Kapitel dreizehn
Die Tage waren gekommen und gegangen, ohne auf die zwei Katzen Rücksicht zu nehmen, die sich ihren Weg durch den Wald bahnten. Die Bäume standen hier weiter auseinander, und es hatte sich sogar der ein oder andere Laubbaum hierher verirrt, der jedoch immer noch kahl war, obwohl der Boden schon längst nicht mehr von Schnee bedeckt war. Das allein sorgte dafür, dass die Luft wärmer war, weshalb Kupferglut sich je weiter sie gingen, immer wohler fühlte. Kurz nach dem Sonnenaufgang konnte er zwar trotzdem noch seinen Atem als kleine Wolke sehen, aber dafür wurde es bei Sonnenhoch schon beinahe so warm, dass sie bevorzugt im Schatten liefen, den die hohen Baumwipfel der Fichten warfen. Die Nadeln der Fichten waren jedoch das einzig grüne, der Rest des Waldes war von der Blattleere immer noch in eine Mischung aus verschiedensten Brauntönen gehüllt, die irgendwie zu einer faden, langweiligen Farbe verschmolzen. Kupferglut musste zugeben, dass die Blattleere im Gebirge viel schöner war als hier im Wald, aber dennoch verspürte er kein Heimweh. Bei Birkentatze war er sich da nicht ganz so sicher, er hatte die Kätzin mehrmals dabei beobachten können, wie sie in stillen Abendstunden, wenn sie dachte, allein zu sein, wehmütig zum Sonnenfall blickte. trotzdem schien sie ihre Entscheidung, ihn zu begleiten, nicht zu bereuen; und auch er war äußerst dankbar für ihre Gesellschaft, wäre es allein doch äußerst langweilig gewesen.
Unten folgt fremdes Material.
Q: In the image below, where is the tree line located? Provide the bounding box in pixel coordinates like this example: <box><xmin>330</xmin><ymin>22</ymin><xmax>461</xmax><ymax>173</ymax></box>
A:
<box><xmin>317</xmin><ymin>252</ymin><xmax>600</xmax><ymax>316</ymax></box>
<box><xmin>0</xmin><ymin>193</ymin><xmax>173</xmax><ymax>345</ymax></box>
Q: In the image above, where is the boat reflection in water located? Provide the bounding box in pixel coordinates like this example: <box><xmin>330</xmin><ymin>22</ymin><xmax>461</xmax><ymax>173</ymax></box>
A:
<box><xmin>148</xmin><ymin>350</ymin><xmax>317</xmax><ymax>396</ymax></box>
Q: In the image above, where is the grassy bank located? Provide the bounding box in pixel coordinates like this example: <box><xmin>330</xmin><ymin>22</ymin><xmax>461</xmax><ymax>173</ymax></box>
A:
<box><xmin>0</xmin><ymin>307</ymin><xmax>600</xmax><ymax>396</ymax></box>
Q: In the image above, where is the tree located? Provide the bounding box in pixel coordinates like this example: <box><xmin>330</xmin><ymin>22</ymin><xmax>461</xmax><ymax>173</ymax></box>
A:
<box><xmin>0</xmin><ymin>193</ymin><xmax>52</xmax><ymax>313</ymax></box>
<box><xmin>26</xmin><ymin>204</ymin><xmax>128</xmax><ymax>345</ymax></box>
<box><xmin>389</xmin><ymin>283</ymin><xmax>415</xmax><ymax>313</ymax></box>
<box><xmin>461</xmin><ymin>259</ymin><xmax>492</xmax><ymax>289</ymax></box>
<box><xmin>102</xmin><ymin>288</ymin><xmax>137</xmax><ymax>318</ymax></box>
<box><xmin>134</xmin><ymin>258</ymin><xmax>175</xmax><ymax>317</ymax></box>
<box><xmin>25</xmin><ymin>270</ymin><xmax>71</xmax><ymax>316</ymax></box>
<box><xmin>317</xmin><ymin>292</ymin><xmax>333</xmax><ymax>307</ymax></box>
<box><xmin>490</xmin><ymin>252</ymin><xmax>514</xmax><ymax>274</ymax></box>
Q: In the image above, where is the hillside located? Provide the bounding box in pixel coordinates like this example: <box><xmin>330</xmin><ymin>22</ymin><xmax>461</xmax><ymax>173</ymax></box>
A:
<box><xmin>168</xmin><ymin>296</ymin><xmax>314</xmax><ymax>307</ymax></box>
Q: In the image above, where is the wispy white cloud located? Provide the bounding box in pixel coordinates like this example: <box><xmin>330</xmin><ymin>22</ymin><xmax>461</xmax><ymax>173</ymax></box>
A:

Die Sonne hatte beinahe den höchsten Punkt am Himmel erreicht, doch heute war ein etwas kühlerer Tag, weshalb Kupferglut und Birkentatze unbeirrt weiter durch das Unterholz trotteten. Kupferglut liebte es hier, er fühlte sich endlich ganz frei von Sorgen, ließ sich nur von der Sonne und seinen Gefühlen leiten, wohlwissend, dass alles, was nun auf ihn zukommen würde, nur noch besser werden konnte. So trabte er stets eine Fuchslänge voraus, ließ sich von Geräuschen aus dem Dickicht und den Gesängen der Vögel freudig ablenken, während Birkentatze, deren Pelz ihr wohl langsam zu warm wurde, hinter ihm her schlenderte.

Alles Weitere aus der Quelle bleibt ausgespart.